El siglo XIX fue el de las revoluciones de aprendizaje en Latinoamérica; cada vez que el espíritu democrático lograba llegar a un consenso nacional capaz de llamar a elecciones con el ejemplo y el ideal de lo que percibíamos en EEUU, los perdedores se confabulaban para organizar un ejército revolucionario con el fin de derrocarlo, siempre con alguna excusa de legitimidad. Acá se acuñó el término “republiqueta”. Fue siempre un proceso diferente al de las dictaduras militares que, esas sí, desde una plataforma castrense formal se tomaban por la fuerza y el terror las respectivas patrias con el calificativo de “salvadores”. Fue realmente un proceso de aprendizaje hasta comienzos de este siglo, en el que siempre se buscó el control de los factores de la producción y el control político de la sociedad.

La única de las revoluciones contemporáneas —sin rumbo— fue sin duda la Revolución Francesa. El Estado se fue creando por el camino del ch’enko francés, en el entrecruce de fuerzas, liderazgos e ideologías, y naturalmente fue “salvado” por el militar dictador para regresar al camino tradicional, si se lo puede llamar así.

Lentamente en Europa y América aprendimos que la calidad de vida no se podía mejorar con ideologías salvadoras, sino con estabilidades aceptables; y es así como entramos al siglo XX, respetando, cada vez más, los gobiernos legítimamente constituidos, lo cual significó, para nosotros, la plataforma actual del desarrollo latinoamericano.

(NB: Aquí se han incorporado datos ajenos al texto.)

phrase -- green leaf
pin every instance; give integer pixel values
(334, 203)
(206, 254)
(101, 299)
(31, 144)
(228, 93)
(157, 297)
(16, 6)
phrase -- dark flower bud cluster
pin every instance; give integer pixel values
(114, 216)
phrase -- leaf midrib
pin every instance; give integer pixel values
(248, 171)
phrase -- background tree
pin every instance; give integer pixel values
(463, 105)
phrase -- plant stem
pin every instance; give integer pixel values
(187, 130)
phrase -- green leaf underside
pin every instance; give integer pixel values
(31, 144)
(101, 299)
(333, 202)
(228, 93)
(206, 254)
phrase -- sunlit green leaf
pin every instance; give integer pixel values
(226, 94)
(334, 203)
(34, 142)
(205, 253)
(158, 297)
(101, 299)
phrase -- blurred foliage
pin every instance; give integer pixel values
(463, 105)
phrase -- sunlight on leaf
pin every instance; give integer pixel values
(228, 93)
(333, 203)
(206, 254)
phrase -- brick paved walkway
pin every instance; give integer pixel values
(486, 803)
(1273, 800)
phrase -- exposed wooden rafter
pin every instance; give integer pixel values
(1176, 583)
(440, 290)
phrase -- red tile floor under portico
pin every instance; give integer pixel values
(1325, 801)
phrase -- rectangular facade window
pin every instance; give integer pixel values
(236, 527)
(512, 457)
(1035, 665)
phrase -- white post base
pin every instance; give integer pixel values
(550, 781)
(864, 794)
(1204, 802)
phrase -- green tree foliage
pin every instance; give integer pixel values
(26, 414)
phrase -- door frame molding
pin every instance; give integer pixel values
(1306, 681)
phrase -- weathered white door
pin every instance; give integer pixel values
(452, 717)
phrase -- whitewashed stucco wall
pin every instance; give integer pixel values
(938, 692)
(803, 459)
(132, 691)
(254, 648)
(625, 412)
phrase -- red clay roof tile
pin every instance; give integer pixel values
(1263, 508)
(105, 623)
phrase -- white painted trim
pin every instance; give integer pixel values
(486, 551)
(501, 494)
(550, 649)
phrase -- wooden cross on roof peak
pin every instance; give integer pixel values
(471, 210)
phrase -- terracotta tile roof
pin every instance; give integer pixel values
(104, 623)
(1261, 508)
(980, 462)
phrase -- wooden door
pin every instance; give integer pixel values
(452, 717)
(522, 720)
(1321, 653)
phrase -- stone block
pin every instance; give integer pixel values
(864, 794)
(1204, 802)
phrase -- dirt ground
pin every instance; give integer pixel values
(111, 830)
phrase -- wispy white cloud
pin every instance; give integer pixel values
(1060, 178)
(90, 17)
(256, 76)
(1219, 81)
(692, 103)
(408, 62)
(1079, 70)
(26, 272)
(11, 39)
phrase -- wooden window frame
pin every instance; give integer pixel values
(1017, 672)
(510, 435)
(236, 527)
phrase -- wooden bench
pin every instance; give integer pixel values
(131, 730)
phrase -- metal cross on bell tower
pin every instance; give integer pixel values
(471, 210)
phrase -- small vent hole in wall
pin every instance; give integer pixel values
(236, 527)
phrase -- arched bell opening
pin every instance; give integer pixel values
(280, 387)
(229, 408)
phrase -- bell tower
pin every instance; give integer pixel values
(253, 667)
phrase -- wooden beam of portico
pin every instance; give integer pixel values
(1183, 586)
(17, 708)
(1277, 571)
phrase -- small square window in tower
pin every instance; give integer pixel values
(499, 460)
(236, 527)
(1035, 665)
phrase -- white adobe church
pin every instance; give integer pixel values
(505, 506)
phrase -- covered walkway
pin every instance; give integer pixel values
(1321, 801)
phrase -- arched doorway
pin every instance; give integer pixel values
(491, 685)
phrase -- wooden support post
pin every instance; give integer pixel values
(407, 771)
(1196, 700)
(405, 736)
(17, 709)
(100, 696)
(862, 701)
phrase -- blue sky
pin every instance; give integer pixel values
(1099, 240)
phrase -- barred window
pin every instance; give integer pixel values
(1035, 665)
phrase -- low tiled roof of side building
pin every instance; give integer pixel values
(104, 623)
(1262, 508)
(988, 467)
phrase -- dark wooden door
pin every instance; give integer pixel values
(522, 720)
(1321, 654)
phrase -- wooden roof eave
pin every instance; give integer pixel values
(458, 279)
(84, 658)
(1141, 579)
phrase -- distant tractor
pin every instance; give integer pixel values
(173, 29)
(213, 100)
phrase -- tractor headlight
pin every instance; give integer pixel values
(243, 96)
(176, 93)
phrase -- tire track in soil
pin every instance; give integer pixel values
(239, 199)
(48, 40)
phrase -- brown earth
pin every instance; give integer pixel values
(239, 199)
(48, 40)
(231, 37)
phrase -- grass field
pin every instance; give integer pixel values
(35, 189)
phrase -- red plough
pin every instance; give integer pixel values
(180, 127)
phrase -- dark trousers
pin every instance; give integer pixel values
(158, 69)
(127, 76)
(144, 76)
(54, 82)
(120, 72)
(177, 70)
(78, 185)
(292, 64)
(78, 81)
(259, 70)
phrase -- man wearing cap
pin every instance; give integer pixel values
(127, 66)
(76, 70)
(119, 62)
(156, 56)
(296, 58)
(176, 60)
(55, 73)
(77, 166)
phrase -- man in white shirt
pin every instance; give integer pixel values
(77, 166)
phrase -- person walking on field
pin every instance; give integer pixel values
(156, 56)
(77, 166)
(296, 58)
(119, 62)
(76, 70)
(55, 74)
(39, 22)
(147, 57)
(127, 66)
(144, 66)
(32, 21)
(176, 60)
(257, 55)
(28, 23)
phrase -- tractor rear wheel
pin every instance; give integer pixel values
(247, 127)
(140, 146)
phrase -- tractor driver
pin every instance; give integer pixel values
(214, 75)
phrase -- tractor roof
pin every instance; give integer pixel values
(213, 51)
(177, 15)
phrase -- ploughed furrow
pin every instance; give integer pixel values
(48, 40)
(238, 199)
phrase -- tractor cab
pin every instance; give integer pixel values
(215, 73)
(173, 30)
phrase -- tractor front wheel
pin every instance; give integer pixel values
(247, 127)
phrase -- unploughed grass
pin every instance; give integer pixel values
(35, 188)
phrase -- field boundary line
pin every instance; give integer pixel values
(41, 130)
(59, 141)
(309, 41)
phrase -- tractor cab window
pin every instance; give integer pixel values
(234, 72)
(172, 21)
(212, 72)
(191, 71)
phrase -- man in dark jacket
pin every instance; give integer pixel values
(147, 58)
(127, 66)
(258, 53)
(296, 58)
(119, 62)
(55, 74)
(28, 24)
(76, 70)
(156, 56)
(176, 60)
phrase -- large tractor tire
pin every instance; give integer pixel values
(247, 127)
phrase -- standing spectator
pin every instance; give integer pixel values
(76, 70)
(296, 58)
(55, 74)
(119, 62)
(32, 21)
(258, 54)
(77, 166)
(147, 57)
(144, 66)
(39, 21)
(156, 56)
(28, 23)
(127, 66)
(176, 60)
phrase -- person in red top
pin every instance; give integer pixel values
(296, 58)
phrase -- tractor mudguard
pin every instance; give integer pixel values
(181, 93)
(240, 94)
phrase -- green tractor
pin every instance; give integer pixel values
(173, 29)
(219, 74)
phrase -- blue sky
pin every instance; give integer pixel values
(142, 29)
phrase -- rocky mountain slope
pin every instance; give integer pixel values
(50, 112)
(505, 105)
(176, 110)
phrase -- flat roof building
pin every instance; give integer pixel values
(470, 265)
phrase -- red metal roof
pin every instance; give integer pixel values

El Gobierno actual del MAS hubiera sido inimaginable hace 80 años, sin un derrocamiento por una revolución o un golpe militar.

Ahora, sin embargo, vivimos la experiencia de los gobiernos democráticos “matusalénicos”, que se perpetúan constitucionalmente amparados por esa búsqueda social de la estabilidad que impera en nuestras sociedades.

Con la Primavera Árabe aparece, de nuevo, el fantasma de la Revolución Francesa. Los pueblos se levantan de manera suicida contra sus gobiernos semiperpetuos o contra las monarquías socialistas sin una meta o una respuesta política, sin imaginar: ¿qué pasará si ganamos? Ocurrió en Túnez y en Libia, y lo vivimos en Egipto, Sudán del Sur, Malí, la República Centroafricana, Myanmar, Siria, Tailandia y en cierta manera en Ucrania, Irak y Afganistán. Todos son casos actuales de esta nueva revolución suicida sin alternativa de gobierno para consolidarla. Es la bronca de un pueblo poco organizado y enfurecido que siente —hasta la médula de los huesos— que su Estado no representa el modelo de vida que quieren para sus hijos y sus nietos. Son pueblos con poco liderazgo, dispuestos a luchar por años, y a sacrificar sus vidas en calles a -20ºC o a +40º C con centenares, millares y hasta millones de muertos y desplazados. En nuestro continente ya hay tensiones similares… ¿reventaremos?